CONTAINING LINKS TO 1280 STORIES FROM THE NETWORKS' NIGHTLY NEWSCASTS
     COMMENTS: NBC Downplays Its Vindication

For the third day this week, the War in Iraq was on the back burner. NBC, the network that attracted such fanfare by its decision to characterize the fighting there as a civil war, had substitute anchor Campbell Brown mention its vindication only in passing: now the Pentagon, in its official quarterly report, concurs that the "civil war" phrase is apt. Neither of NBC's rivals assigned a reporter to that Pentagon finding either. ABC did not even mention it.

Only ABC had its Capitol Hill correspondent cover the Senate debate over the Democrats' troops out plan--although CBS did air a couple of soundbites. Jake Tapper (subscription required) was bemused at why he was assigned to the story since the Democrats do not have the votes to prevail: "Is all this not just an exercise in futility?" He replied with the Democrats' rationale: "They are trying to rally the American people to pressure the President to end the war."

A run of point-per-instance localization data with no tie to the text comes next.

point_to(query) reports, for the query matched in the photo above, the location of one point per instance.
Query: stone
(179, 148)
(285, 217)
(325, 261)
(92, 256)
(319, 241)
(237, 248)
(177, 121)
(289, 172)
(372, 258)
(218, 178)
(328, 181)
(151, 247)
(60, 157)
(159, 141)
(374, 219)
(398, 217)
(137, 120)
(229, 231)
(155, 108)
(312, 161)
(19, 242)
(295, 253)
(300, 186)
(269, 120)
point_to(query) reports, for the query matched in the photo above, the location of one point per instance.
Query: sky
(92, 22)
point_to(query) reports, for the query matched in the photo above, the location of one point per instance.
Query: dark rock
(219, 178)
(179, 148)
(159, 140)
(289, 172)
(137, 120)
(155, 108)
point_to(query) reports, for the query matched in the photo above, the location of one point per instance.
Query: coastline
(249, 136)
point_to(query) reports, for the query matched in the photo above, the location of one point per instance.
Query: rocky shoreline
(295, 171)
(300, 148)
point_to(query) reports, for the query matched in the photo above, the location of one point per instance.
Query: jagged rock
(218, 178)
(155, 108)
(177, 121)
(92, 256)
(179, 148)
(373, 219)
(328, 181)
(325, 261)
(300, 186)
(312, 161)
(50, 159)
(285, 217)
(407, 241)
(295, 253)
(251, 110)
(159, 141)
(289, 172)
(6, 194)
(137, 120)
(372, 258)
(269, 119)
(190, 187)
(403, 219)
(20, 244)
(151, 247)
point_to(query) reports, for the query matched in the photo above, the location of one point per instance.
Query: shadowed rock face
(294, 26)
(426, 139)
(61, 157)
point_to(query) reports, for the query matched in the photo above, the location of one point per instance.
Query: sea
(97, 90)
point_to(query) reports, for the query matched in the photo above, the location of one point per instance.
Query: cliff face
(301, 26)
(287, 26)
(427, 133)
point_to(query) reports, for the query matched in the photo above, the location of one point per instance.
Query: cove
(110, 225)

Only CBS filed from Iraq itself: Allen Pizzey examined the shift in alliances in al-Anbar Province in the Sunni heartland. Local Iraqi tribal chiefs have switched sides and are now being armed by US occupation forces in order to fight infiltrating foreign jihadist supporters of al-Qaeda. Pizzey inquired of Gen David Petraeus, the commander of occupation forces, whether the al-Anbar tribes might not turn those same weapons on US forces once they had disposed of the jihadist threat. Petraeus conceded "there is inherent risk."